The annual Social Security cost of living adjustment for 2024 could be 3%, based on the latest consumer price index data released today, according to estimates from the Senior Citizens League.

The CPI data showed inflation in June continued to slow, rising 0.2% in June. That was an increase of 3% from a year ago, the lowest level since March 2021, according to the Bureau of Labor Statistics.

Mary Johnson, Social Security policy analyst for the non-partisan senior group, bases her estimate on data from the Consumer Price Index for Urban Wage Earners and Clerical Workers (CPI-W), which was up only 2.3 percent year over year. She noted that due to the slight average inflation rate over the past 12 months, the COLA estimate rose from 2.7% last month to 3%.

The actual, final 2024 COLA will be announced in October.

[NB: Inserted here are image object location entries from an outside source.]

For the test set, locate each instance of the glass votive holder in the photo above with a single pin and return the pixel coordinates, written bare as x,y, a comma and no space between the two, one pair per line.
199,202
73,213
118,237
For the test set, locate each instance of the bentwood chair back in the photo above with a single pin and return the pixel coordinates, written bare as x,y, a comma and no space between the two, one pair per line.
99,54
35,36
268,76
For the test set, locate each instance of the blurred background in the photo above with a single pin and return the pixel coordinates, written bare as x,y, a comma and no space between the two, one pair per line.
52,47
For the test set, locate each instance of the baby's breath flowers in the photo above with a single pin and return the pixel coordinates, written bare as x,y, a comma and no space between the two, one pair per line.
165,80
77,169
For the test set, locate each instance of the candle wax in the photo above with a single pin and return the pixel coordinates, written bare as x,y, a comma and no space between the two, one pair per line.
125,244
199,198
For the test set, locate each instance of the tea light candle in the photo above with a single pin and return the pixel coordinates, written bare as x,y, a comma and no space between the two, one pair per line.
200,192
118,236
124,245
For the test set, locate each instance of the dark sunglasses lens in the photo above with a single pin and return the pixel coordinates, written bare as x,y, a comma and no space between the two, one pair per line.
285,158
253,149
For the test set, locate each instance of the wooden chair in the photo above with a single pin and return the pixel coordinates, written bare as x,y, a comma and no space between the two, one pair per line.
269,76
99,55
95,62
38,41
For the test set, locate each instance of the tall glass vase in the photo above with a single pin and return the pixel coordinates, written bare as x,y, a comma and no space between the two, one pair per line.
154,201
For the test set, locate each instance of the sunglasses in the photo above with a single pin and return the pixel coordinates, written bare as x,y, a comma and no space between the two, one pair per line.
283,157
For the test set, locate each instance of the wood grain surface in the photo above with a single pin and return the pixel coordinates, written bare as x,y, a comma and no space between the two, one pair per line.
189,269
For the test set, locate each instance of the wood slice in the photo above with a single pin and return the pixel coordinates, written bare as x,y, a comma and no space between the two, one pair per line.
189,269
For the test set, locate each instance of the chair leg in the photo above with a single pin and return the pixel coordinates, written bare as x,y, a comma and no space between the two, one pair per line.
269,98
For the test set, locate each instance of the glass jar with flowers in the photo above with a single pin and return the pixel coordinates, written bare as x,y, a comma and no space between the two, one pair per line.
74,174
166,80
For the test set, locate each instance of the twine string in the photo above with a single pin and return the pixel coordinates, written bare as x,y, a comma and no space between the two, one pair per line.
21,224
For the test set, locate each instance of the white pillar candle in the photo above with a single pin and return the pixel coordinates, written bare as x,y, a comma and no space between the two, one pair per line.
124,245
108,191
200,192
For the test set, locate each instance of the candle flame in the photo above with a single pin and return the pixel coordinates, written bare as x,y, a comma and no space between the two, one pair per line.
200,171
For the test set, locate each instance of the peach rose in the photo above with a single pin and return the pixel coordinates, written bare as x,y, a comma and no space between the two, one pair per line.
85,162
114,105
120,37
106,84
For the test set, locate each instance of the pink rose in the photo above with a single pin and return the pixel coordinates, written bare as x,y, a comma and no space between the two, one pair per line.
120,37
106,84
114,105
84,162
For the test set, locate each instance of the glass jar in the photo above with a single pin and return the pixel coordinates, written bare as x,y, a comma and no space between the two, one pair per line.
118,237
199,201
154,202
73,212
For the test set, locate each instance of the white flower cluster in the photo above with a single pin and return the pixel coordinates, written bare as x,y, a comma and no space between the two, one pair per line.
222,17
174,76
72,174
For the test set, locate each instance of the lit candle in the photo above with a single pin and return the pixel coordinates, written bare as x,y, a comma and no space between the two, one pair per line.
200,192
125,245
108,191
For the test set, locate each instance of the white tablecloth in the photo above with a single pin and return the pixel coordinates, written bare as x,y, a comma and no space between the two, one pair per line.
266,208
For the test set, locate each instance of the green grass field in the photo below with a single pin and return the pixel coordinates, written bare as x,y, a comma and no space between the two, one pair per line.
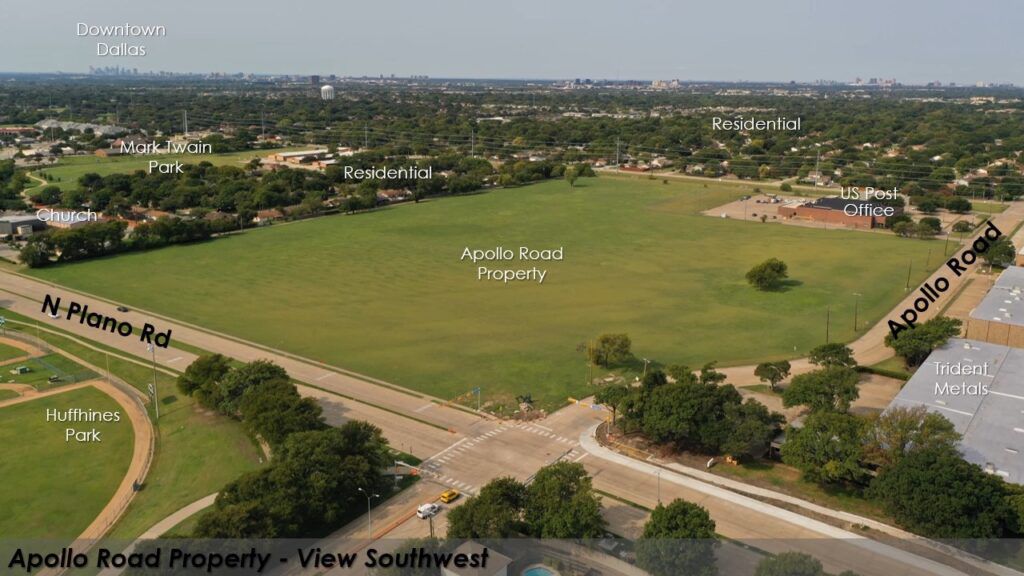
67,172
40,370
38,496
385,293
198,452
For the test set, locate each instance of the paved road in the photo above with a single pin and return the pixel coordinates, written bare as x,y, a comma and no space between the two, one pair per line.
477,449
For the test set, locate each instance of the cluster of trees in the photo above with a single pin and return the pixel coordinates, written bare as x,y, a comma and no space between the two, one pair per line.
310,488
560,502
259,394
693,411
311,485
105,238
768,275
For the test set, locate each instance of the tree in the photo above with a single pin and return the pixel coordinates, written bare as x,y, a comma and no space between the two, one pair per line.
768,275
830,388
903,229
204,372
790,564
570,175
1000,253
678,539
834,354
935,493
561,503
772,372
915,343
273,410
925,230
496,512
827,448
236,382
751,428
610,350
611,397
901,429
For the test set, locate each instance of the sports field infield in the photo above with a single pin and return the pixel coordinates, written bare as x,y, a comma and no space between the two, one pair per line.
38,496
386,294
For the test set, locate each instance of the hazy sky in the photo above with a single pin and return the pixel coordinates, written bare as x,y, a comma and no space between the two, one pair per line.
911,40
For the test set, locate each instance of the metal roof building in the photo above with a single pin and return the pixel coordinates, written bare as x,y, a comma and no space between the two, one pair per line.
986,406
999,316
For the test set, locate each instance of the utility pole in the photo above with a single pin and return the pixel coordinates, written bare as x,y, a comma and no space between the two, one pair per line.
817,164
156,395
370,522
856,300
827,321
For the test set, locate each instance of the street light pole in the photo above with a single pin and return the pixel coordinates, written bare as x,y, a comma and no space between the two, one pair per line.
156,395
856,301
370,522
827,322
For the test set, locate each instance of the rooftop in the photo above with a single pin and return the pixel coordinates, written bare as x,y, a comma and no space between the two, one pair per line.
1004,302
985,408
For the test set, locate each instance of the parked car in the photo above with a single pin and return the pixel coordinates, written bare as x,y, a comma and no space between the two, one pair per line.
427,510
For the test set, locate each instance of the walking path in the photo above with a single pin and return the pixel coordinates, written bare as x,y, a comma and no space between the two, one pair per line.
165,526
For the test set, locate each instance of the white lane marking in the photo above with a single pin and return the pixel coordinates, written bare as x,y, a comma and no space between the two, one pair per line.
446,449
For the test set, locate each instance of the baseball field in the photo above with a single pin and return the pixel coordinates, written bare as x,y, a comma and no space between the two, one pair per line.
390,294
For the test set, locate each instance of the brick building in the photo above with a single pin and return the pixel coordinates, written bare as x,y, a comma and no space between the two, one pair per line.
835,210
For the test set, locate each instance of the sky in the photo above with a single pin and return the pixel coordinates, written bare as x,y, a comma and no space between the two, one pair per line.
913,41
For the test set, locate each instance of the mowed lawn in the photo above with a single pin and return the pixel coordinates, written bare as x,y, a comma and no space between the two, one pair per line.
385,293
54,489
67,172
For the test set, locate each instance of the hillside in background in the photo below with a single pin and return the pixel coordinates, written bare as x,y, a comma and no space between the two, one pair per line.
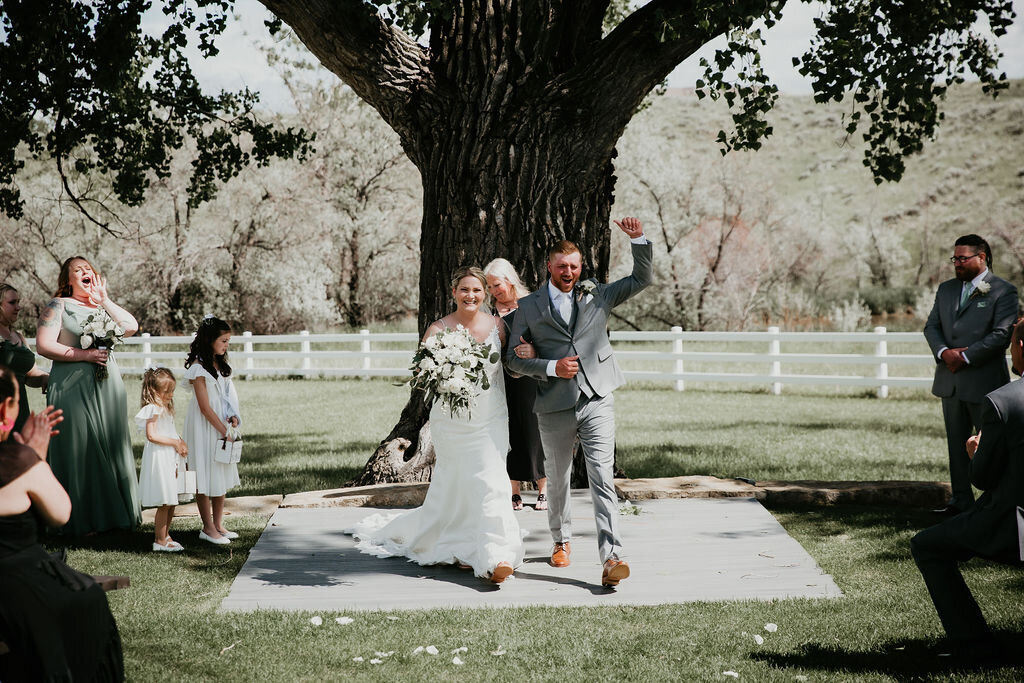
796,235
807,194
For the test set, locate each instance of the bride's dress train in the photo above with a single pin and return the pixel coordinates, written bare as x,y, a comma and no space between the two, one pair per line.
466,516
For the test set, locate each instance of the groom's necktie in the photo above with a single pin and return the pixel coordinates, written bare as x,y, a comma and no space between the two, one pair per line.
966,294
564,304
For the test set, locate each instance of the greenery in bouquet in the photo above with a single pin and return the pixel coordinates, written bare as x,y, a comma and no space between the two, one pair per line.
451,367
100,331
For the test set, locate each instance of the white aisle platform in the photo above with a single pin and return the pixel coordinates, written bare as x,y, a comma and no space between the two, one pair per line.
680,550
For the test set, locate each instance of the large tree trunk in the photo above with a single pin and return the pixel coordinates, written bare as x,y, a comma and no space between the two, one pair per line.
511,116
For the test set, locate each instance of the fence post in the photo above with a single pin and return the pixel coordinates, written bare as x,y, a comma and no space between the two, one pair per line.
247,346
365,348
304,350
677,347
881,350
774,348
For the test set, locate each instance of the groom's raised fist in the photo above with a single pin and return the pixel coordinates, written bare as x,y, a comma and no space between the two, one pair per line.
631,226
567,368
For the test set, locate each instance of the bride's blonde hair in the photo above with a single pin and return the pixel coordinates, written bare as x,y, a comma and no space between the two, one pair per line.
472,271
469,271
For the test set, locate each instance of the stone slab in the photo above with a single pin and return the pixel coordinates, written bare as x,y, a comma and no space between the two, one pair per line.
680,550
910,494
382,496
685,486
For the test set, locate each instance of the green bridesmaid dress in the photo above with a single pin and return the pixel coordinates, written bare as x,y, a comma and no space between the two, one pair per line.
92,455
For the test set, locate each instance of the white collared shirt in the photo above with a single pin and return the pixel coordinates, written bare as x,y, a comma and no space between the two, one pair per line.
973,285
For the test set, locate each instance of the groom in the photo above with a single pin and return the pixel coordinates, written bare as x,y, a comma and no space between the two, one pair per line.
567,323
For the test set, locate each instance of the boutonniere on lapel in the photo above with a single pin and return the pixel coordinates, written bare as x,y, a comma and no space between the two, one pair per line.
585,288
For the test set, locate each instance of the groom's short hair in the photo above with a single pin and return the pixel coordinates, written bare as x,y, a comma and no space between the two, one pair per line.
562,247
979,244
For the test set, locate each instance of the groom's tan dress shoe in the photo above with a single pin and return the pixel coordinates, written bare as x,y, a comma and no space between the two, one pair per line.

Last year, Social Security recipients received an 8.7 % raise, the biggest increase in more than 40 years.

Johnson said a 3 percent COLA would raise the average monthly recipients’ benefit of $1,787 by a little more than $53.60, but they will not know bottom line until the Medicare Part B premiums are announced, she said, noting that Part B premiums are automatically deducted from most Social Security benefit.

“In many years, the Part B premium increase can take most, or even all, the COLA leaving little else to cover other rising prices,” she said.

Johnson said the league is closely monitoring Medicare Trustees’ forecast of monthly Part B premiums, which in March showed Part B premiums to increase from $164.90 in 2023 to $174.80 in 2024. But she noted that this change did not include any significant new costs such as for the new Alzheimer’s drug lecanemab (Leqembi), expected to cost $26,000 per year without insurance.

She said based on spending estimates, most beneficiaries may see their Part B premium rise by almost $15 per month from 2023, which could be challenging for some. Other costs could drive Part B premiums even higher, she said.

“If inflation continues to slow and the COLA for 2024 is lower, the risk that the Part B premium increase may exceed the amount of the COLA increases, especially for those with the lowest Social Security benefits,” Johnson said.